3. Why are manhole covers round?
It’s a cliche interview question, but that doesn’t mean an interviewer won’t throw it at you: “Why are manhole covers round?”
While not all employers use this kind of question, you don’t want to be unprepared if they do.
Tips: The most common answer is that the cover won’t fall into the hole, but if you can defend a different answer, go with it. It may be as simple as redefining the question — pointing out that manhole covers need to fit a manhole, and in this country, at least, manholes are generally round.
4. What are you most passionate about?
Another question is to ask candidates to explain what they are most passionate about. It’s a cliche, but it’s widely used, so be prepared.
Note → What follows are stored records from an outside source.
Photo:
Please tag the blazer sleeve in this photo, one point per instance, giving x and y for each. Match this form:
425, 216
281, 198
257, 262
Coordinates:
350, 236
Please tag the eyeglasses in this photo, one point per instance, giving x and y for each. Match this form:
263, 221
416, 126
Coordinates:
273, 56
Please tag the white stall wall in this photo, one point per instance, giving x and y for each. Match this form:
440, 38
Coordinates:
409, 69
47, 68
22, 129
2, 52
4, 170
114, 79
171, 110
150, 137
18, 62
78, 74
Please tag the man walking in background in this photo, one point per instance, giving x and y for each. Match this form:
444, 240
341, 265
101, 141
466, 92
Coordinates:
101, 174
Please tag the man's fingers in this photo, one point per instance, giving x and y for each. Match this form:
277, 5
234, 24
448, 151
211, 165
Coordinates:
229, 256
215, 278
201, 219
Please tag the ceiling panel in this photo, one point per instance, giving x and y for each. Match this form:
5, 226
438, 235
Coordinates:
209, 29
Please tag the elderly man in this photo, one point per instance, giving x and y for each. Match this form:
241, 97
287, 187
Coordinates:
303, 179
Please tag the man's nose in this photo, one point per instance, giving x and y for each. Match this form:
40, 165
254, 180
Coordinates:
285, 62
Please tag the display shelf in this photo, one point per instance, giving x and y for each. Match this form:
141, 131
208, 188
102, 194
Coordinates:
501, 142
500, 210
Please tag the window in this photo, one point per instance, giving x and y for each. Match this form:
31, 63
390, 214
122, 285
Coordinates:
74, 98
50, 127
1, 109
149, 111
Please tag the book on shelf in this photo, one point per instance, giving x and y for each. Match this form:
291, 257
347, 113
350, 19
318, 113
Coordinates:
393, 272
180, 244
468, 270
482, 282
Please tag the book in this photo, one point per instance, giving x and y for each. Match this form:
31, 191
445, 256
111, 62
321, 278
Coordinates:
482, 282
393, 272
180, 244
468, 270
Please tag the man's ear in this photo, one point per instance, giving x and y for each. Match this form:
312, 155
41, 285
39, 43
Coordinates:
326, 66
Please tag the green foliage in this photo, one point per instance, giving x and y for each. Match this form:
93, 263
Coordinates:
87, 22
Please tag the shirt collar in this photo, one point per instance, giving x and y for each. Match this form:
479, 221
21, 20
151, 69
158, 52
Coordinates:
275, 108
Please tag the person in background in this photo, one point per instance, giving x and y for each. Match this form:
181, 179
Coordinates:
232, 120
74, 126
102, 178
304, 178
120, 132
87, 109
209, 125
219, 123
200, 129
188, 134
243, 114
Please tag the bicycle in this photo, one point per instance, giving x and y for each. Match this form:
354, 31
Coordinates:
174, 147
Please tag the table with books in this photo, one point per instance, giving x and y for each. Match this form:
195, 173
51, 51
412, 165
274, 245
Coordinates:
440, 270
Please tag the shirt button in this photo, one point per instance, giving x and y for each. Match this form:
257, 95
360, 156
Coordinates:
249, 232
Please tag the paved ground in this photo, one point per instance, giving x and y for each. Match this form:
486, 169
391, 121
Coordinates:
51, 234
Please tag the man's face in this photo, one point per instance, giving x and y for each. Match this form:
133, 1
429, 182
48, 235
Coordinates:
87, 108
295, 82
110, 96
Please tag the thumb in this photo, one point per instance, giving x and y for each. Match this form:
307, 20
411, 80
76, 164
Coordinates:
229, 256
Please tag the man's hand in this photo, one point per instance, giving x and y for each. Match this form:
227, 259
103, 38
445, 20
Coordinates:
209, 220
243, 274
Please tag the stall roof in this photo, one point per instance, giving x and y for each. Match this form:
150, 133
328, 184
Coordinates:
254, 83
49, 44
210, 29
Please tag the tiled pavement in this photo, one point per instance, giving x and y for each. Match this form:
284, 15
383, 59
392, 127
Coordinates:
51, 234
Tips: Your answer doesn’t need to be related to your career field. If you brew beer at home, explain how that’s done. If you raise pugs or play fantasy football or know all the best tricks for collecting frequent-flyer miles, that could be your response. Your interviewer probably wants to see how well you explain yourself, how you think about process and how you deal with ambiguity — all vital skills in the workplace.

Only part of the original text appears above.